RootTransformation

class geoanalytics.normalization.RootTransformation.RootTransformation(dataframe, root=2)[source]

Bases: object

About this algorithm

Description:

RootTransformation applies a root-based transformation to all feature values in the input dataset. This is useful for reducing the effect of large outliers and compressing the range of high magnitude values. For example, a square root (root=2) transformation is commonly used to stabilize variance in skewed datasets.

Parameters:
  • dataframe (pd.DataFrame): Input DataFrame with ‘x’, ‘y’ coordinates and feature columns.

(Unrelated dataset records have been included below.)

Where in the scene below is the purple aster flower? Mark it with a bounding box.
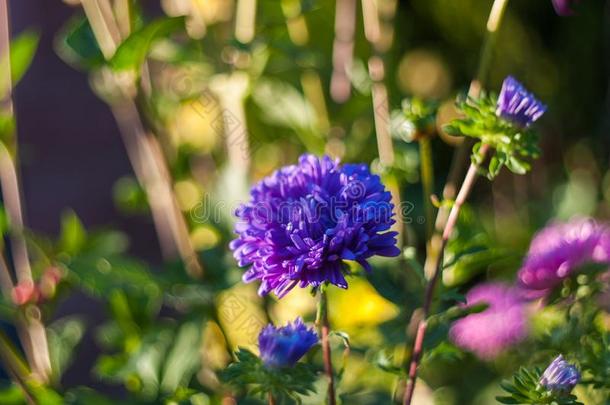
[449,282,529,360]
[258,317,318,368]
[230,154,400,297]
[552,0,580,16]
[540,355,580,394]
[517,218,610,295]
[496,76,547,128]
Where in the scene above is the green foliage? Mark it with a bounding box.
[0,383,64,405]
[9,30,39,86]
[445,94,540,179]
[0,114,15,142]
[113,176,149,214]
[47,316,86,383]
[59,210,87,256]
[94,313,205,399]
[497,367,583,405]
[443,205,517,287]
[0,29,39,98]
[55,17,105,69]
[391,97,439,142]
[220,349,317,403]
[110,17,185,72]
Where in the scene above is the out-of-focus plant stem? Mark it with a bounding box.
[235,0,257,44]
[419,137,435,240]
[0,330,36,404]
[361,0,403,245]
[316,289,336,405]
[426,0,510,273]
[267,391,276,405]
[281,0,330,136]
[81,0,203,278]
[80,1,235,374]
[0,0,52,384]
[402,1,510,401]
[330,0,356,103]
[402,145,489,405]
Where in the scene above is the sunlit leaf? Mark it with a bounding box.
[59,210,87,256]
[110,17,185,72]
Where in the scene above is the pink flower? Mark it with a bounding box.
[449,282,529,360]
[518,218,610,295]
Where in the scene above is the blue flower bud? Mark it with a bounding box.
[540,355,580,394]
[496,76,546,128]
[258,318,318,368]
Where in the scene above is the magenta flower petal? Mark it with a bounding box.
[518,218,610,295]
[449,283,529,360]
[552,0,579,16]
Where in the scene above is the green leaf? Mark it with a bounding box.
[0,30,39,100]
[55,17,105,69]
[10,30,39,86]
[67,253,160,300]
[63,387,118,405]
[0,113,15,141]
[59,210,87,255]
[110,17,185,71]
[505,156,530,175]
[160,320,202,393]
[47,316,86,381]
[0,202,9,238]
[374,350,404,376]
[496,396,521,404]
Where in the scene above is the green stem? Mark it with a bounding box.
[0,330,36,404]
[402,0,511,402]
[470,0,510,97]
[419,137,435,242]
[316,289,336,405]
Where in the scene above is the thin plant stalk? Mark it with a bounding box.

  • root (int, optional): Degree of the root transformation. Defaults to 2 (square root).

Attributes:
  • df (pd.DataFrame): Original input DataFrame with renamed first two columns as ‘x’ and ‘y’.

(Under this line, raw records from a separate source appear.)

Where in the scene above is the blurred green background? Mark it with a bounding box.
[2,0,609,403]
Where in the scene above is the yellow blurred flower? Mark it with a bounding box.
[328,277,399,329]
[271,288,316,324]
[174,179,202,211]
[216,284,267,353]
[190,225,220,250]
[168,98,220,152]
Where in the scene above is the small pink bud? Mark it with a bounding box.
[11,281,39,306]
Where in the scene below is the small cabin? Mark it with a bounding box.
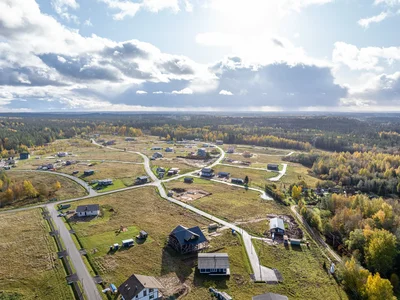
[269,217,285,236]
[76,204,100,217]
[84,170,95,176]
[97,179,113,186]
[122,239,134,248]
[201,167,214,178]
[218,172,230,178]
[184,177,194,183]
[19,153,30,160]
[231,178,244,185]
[197,148,207,157]
[165,147,174,152]
[198,253,230,275]
[136,176,149,184]
[137,230,148,240]
[267,164,279,171]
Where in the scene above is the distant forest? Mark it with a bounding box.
[2,113,400,156]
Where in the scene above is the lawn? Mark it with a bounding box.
[65,187,286,299]
[1,171,87,209]
[213,165,276,189]
[165,178,291,222]
[254,241,348,300]
[0,209,73,300]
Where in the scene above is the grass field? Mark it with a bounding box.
[58,162,147,191]
[1,171,87,209]
[65,187,295,299]
[254,241,348,299]
[151,159,198,178]
[0,209,73,300]
[165,178,290,222]
[213,165,276,189]
[280,164,320,188]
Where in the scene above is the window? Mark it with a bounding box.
[150,296,154,299]
[149,289,154,293]
[143,290,147,297]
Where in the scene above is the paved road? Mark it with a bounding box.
[219,163,268,171]
[269,163,288,182]
[290,205,342,263]
[47,204,102,300]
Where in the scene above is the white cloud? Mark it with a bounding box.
[51,0,80,24]
[374,0,400,6]
[84,19,93,26]
[333,42,400,71]
[219,89,233,95]
[358,11,388,28]
[99,0,183,20]
[136,90,147,94]
[183,0,193,12]
[153,91,163,94]
[171,88,193,94]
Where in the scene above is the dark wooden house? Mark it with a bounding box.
[168,225,208,254]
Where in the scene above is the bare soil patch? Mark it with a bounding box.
[171,188,211,202]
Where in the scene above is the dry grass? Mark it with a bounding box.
[165,178,290,222]
[213,165,276,189]
[280,163,320,188]
[60,162,146,184]
[254,241,348,300]
[0,209,73,299]
[1,171,87,209]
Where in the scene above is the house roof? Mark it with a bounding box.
[170,225,207,246]
[218,172,230,176]
[198,253,230,269]
[202,167,212,172]
[118,274,164,300]
[137,176,148,180]
[269,217,285,231]
[76,204,99,213]
[268,164,279,168]
[252,293,288,300]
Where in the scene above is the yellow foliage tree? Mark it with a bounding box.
[23,180,38,198]
[365,273,395,300]
[5,188,13,202]
[54,181,61,190]
[0,179,3,191]
[291,185,302,201]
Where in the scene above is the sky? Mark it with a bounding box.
[1,0,400,112]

  • normalizedDF (pd.DataFrame): DataFrame containing root-transformed features.

  • startTime, endTime (float): Execution timestamps.

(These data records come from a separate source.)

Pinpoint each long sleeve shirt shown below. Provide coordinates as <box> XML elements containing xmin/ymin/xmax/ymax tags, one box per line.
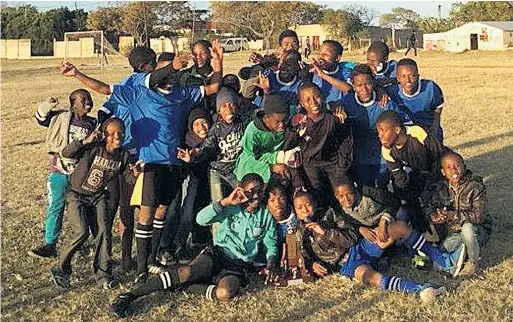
<box><xmin>62</xmin><ymin>140</ymin><xmax>135</xmax><ymax>196</ymax></box>
<box><xmin>197</xmin><ymin>202</ymin><xmax>278</xmax><ymax>264</ymax></box>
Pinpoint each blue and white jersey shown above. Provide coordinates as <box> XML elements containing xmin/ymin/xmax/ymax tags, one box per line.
<box><xmin>109</xmin><ymin>83</ymin><xmax>204</xmax><ymax>165</ymax></box>
<box><xmin>253</xmin><ymin>70</ymin><xmax>303</xmax><ymax>114</ymax></box>
<box><xmin>101</xmin><ymin>72</ymin><xmax>148</xmax><ymax>153</ymax></box>
<box><xmin>374</xmin><ymin>60</ymin><xmax>397</xmax><ymax>80</ymax></box>
<box><xmin>312</xmin><ymin>61</ymin><xmax>357</xmax><ymax>104</ymax></box>
<box><xmin>386</xmin><ymin>79</ymin><xmax>444</xmax><ymax>135</ymax></box>
<box><xmin>343</xmin><ymin>91</ymin><xmax>403</xmax><ymax>166</ymax></box>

  • memoryUSS, memoryRSS (float): Memory usage statistics in KB.

Execution methods

Calling from a Python program

import pandas as pd

from geoanalytics.normalization import RootTransformation

df = pd.read_csv("input.csv")

transformer = RootTransformation(df, root=3)

normalized_df = transformer.run()

transformer.getRuntime()

transformer.getMemoryUSS()

transformer.getMemoryRSS()

transformer.save("RootTransformation.csv")

Credits

Developed by Raashika and M. Charan Teja, supervised by Professor Rage Uday Kiran.

getMemoryRSS()[source]

Prints the memory usage (RSS) of the process in kilobytes.

getMemoryUSS()[source]

Prints the memory usage (USS) of the process in kilobytes.

getRuntime()[source]

Prints the total runtime of the clustering algorithm.

run()[source]

Executes the root transformation on the dataset.

Returns:

DataFrame with ‘x’, ‘y’, and root-transformed features.

Return type:

pd.DataFrame

save(outputFile='RootTransformation.csv')[source]

Saves the Normalized DataFrame to a CSV file.